Item 6.  Contracts, Arrangements, Understandings or Relationships With Respect
         to Securities of the Issuer.

         Other than the potential transaction contemplated by the Over-Allotment
Option, HRP has formed no definitive intent to sell the Shares or any portion
thereof. However, depending upon its continuing review of its investments and
various other facts, HRP may in the future desire, subject to any applicable
securities laws, to sell all or a portion of the Shares. SNH has registered the
offer and sale of the Shares under the Securities Act of 1933, as amended (the
"Securities Act"), pursuant to a registration statement on Form S-3 (No.
333-109659). That registration


                                  SCHEDULE 13D

CUSIP NO. 81721M 10 9                                          Page 8 of 9 Pages


statement became effective on October 24, 2003. In connection with the
registration statement, HRP and SNH entered into a Registration Agreement (the
"Registration Agreement"). Under the Registration Agreement, SNH agreed to,
among other things, file the registration statement and use reasonable efforts
to effect the registration of the Shares and HRP, among other things, agreed to
pay all expenses incurred by SNH relating to the registration and any sale of
the Shares. SNH also agreed to indemnify HRP against certain liabilities,
including liabilities under the Securities Act and, alternately, to contribute
to payments that HRP may be required to make as a result of these liabilities.

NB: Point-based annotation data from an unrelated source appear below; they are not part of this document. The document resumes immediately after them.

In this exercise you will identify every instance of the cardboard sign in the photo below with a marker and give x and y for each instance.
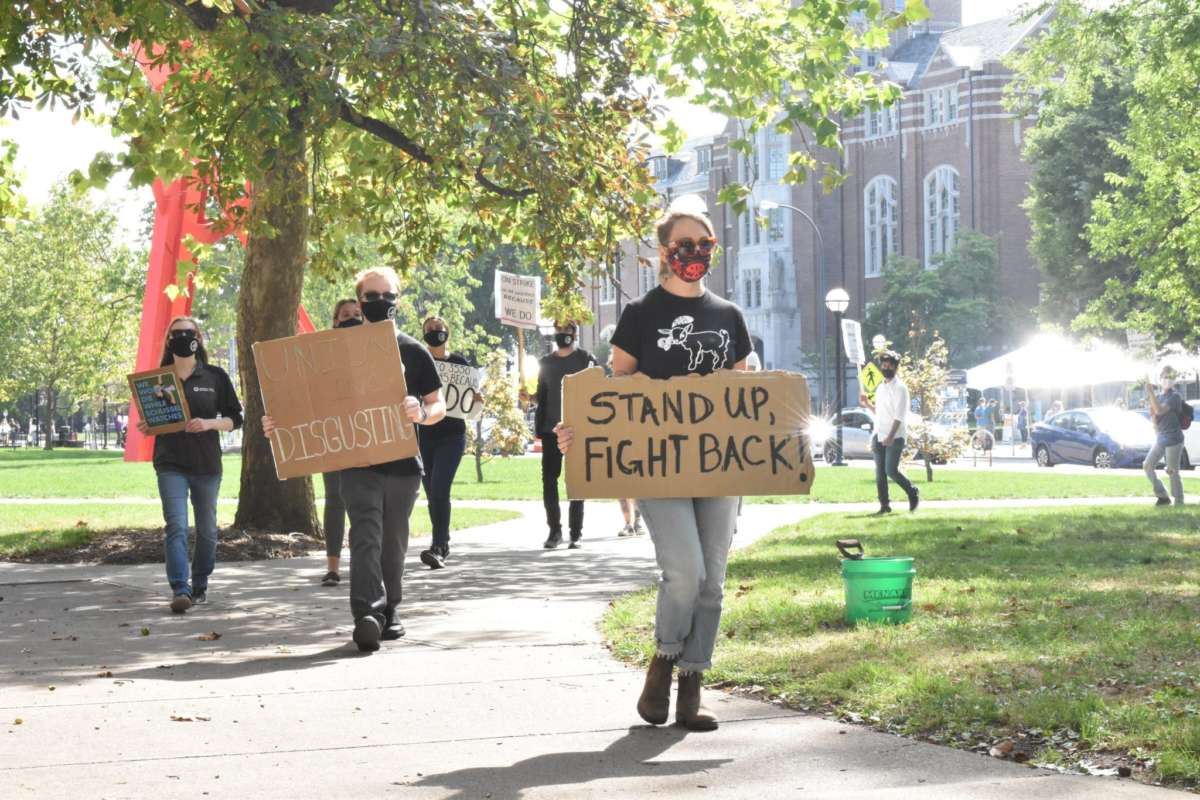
(337, 398)
(161, 400)
(724, 434)
(460, 385)
(517, 300)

         The HRP Sale was consummated pursuant to an Underwriting Agreement,
dated January 21, 2004, between SNH, HRP, and the underwriters named therein
(the "Underwriting Agreement"). Pursuant to the Underwriting Agreement, SNH
issued and sold, concurrently with the HRP Sale, 5,000,000 Shares in an
underwritten public offering at a purchase price per share of $18.20.

Item 7.  Material to be Filed as Exhibits.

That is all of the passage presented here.